6. Amplification Of Failures

They're thrilled that you failed. No matter how insignificant it may be, the jealous person will always take every opportunity to amplify your failures. They'll keep the topic alive making it a metaphor, standard, reference point, or otherwise relevant as long as they possibly can. They'll exaggerate and widen the failure to be of more importance than actuality. And, they'll ensure that it reaches everyone's ears.
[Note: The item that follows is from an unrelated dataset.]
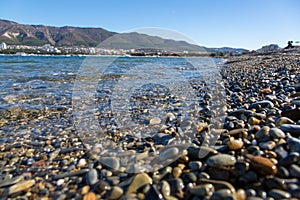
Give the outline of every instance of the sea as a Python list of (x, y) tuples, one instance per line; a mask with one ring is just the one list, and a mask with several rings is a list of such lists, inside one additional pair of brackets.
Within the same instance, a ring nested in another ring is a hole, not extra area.
[(145, 127), (149, 120), (142, 115), (157, 119), (190, 109), (199, 93), (221, 79), (223, 63), (218, 58), (0, 56), (0, 133), (51, 134), (91, 115), (103, 129)]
7. Busybody Gossipy Fabricators

That's a mouthful, right? Someone jealous wants to stay in your business constantly. They'll often make a pretense of being a kind ear or helping hand, but, in actuality, they're gathering information to use against you. Information you divulge is then spread around through gossip and rumor to discredit or undermine you. One of the worst parts is that they'll often fabricate added or misleading information based on what you tell them. Example: A jealous coworker hounds you about why you were off yesterday. You finally tell her that you're worried about your gynecologist visit because they found some cysts on your ovaries that could be cancerous. The jealous coworker suggestively gossips throughout your family-oriented place of employment that you, an unmarried woman, are extremely worried about what the gynecologist told you yesterday, which may infer anything from STDs to pregnancy in the minds of co-workers and management.

8. Open Hatred

Some people make no pretense of liking the people they are jealous of and will openly treat them with disdain for no reason or basis. In these cases, at least you know what the situation is and can prepare and protect yourself from getting being burned by the expressed hatred.